NEW YORK — Whether to allow more exports of U.S. oil and natural gas has become a matter of political debate in Washington. But to economists, the answer is clear: The nation would benefit.
The vast majority of economists surveyed this month by The Associated Press say lifting restrictions on exports of oil and natural gas would help the economy even if it meant higher fuel prices for consumers.
More exports would encourage investment in oil and gas production and transport, create jobs, make oil and gas supplies more stable and reduce the U.S. trade deficit, they say.
As domestic energy production has boomed, drilling companies have pushed to be allowed to sell crude oil and natural gas overseas, where they can command higher prices. Such exports are restricted by decades-old energy security regulations.
Those opposed to opening trade say exports could make it more expensive for Americans to heat their homes and fill up their cars.

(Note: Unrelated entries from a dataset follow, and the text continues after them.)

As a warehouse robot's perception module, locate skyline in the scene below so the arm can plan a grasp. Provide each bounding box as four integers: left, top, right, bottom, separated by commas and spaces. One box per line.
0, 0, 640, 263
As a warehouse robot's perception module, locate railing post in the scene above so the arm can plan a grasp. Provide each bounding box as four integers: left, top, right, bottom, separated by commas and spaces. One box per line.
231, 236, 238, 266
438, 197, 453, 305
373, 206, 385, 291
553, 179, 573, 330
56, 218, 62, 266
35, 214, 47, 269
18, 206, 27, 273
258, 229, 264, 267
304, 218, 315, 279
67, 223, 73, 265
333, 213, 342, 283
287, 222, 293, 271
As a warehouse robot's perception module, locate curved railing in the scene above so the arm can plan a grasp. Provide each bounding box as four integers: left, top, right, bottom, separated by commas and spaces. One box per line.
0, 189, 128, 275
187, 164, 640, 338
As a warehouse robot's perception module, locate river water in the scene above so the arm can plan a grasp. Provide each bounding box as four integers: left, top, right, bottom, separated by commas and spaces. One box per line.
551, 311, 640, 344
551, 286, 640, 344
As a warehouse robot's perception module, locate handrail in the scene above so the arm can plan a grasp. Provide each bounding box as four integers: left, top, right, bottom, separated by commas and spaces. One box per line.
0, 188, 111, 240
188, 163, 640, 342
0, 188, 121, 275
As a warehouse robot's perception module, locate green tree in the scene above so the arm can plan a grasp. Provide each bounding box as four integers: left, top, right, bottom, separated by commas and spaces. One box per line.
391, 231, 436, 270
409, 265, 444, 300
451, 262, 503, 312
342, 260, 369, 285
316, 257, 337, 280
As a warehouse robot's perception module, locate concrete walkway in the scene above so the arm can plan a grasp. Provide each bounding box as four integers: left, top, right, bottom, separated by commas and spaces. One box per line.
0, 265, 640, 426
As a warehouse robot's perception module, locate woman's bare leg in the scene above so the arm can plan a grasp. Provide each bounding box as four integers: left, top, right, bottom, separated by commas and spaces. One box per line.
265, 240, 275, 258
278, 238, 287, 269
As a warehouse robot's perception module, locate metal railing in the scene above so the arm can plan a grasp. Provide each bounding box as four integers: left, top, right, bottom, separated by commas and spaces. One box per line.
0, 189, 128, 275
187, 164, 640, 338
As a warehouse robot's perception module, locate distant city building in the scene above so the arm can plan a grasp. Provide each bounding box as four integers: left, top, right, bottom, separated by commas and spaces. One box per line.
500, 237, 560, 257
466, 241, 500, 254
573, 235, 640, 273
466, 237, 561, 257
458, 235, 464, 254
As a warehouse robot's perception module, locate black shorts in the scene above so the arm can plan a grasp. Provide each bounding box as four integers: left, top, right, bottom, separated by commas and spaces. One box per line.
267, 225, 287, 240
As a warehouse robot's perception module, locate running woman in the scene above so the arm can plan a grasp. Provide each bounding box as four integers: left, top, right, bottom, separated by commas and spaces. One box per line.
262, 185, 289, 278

But even economists who think exports might increase fuel prices for U.S. consumers — an open question — say the overall benefit to the economy would outweigh any possible harm. It would be better to allow the exports and use tax breaks or other methods to help those struggling with higher prices, they say.
“The economy in general is better off if we can sell something to someone and bring money into the economy,” said Jerry Webman, chief economist at Oppenheimer Funds. “I’d rather deal with any side effects directly than limit our ability to do business with the world.”
The AP survey collected views of private, corporate and academic economists on a range of issues. Of the 30 economists who participated, nearly 90 percent responded that more exports of oil and gas would help the U.S. economy.